O ano de 2026 tem sido um marco para a indústria dos videogames, com lançamentos de peso disputando a atenção dos jogadores. No entanto, um título acaba de se destacar e assumir a liderança isolada nas paradas de crítica mundial. Resident Evil Requiem não apenas atendeu às expectativas, como as superou, sendo oficialmente consagrado como o jogo mais bem avaliado do ano até o momento.
Neste artigo, exploramos os motivos que levaram a Capcom a atingir a perfeição no gênero *survival horror* mais uma vez.
Sumário
* O Fenômeno Absoluto de 2026
* Por que a Crítica se Rendeu ao Requiem?
* Inovações na Gameplay e RE Engine
* Comparativo com Clássicos da Franquia
* Conclusão
O Fenômeno Absoluto de 2026
Desde o seu anúncio, *Resident Evil Requiem* prometia ser uma revolução narrativa. Agora, com as notas agregadas no Metacritic e no OpenCritic ultrapassando a barreira dos 96 pontos, o jogo se consolida como uma obra-prima instantânea. Superando concorrentes de peso no gênero de RPG e ação, o novo capítulo da saga de horror biológico provou que a fórmula da Capcom ainda tem muito fôlego.
O consenso geral é que o jogo consegue equilibrar perfeitamente a nostalgia dos fãs veteranos com mecânicas modernas que atraem novos jogadores. A atmosfera opressiva, combinada com uma direção de arte impecável, garantiu ao título o topo do pódio.

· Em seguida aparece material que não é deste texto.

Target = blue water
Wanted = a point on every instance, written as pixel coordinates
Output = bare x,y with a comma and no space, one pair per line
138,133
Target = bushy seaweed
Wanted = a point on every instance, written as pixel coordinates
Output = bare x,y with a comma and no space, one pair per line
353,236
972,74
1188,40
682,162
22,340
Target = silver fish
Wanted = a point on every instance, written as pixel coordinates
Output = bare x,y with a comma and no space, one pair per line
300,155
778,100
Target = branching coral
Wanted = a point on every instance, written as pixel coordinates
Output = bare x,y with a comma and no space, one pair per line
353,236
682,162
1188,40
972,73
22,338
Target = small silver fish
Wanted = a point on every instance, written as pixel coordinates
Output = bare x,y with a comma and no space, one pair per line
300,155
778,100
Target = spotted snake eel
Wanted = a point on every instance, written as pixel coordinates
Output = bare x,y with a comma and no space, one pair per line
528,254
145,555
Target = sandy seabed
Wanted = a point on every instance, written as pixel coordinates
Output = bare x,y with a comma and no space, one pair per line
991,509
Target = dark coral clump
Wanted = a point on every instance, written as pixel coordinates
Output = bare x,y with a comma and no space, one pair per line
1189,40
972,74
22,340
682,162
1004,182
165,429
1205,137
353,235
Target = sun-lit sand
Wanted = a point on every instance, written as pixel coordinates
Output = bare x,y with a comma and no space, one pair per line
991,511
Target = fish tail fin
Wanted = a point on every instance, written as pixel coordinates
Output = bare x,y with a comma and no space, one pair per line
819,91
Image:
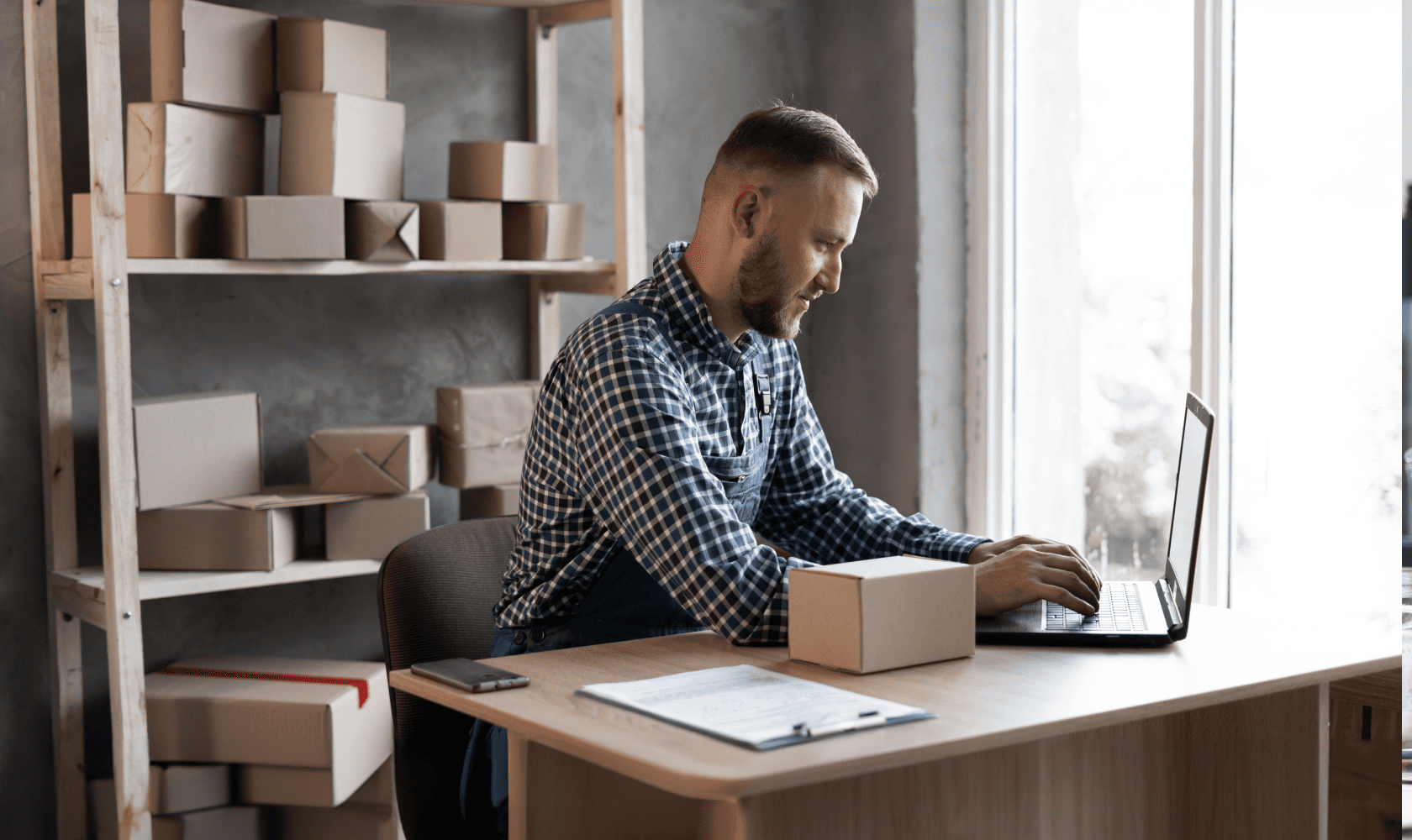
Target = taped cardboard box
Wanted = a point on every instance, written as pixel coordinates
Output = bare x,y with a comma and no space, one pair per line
282,228
461,230
181,150
882,613
263,784
507,171
373,527
216,538
340,144
330,57
212,55
544,230
383,230
485,431
502,500
195,448
317,713
392,459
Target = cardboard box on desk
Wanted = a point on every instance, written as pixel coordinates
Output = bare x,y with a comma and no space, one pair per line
461,230
263,784
383,230
216,538
485,431
507,171
392,459
340,144
313,713
182,150
329,57
544,230
195,448
373,527
282,228
884,613
213,55
159,226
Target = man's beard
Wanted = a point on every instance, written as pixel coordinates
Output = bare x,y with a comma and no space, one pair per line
761,286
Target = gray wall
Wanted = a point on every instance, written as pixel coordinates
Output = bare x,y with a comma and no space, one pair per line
324,352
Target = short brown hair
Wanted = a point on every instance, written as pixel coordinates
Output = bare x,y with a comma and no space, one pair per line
785,137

Por que a Crítica se Rendeu ao Requiem?
A recepção calorosa da mídia especializada não foi por acaso. Diversos portais internacionais citam a profundidade emocional da história como o grande diferencial. Diferente de títulos focados apenas na ação desenfreada, *Requiem* pausas para desenvolver seus personagens, criando um terror psicológico que há muito não se via na franquia.
Narrativa e Atmosfera
A trama, que amarra pontas soltas de jogos anteriores enquanto introduz uma nova ameaça viral, foi elogiada por sua coesão. O design de som, fundamental para a imersão, utiliza áudio 3D de forma magistral, fazendo com que cada passo no escuro seja uma experiência aterrorizante.
Inovações na Gameplay e RE Engine
Tecnicamente, o jogo é um espetáculo. Utilizando a versão mais recente da *RE Engine*, os gráficos atingiram um nível de fotorrealismo impressionante. Mas a beleza não é tudo; a jogabilidade sofreu refinamentos cruciais.
O sistema de inventário foi reformulado para ser mais intuitivo, e a inteligência artificial dos inimigos – especialmente do novo antagonista perseguidor – cria situações de tensão imprevisíveis. Para quem busca detalhes técnicos sobre o desempenho do motor gráfico, vale a pena conferir análises detalhadas em portais como a IGN ou Digital Foundry.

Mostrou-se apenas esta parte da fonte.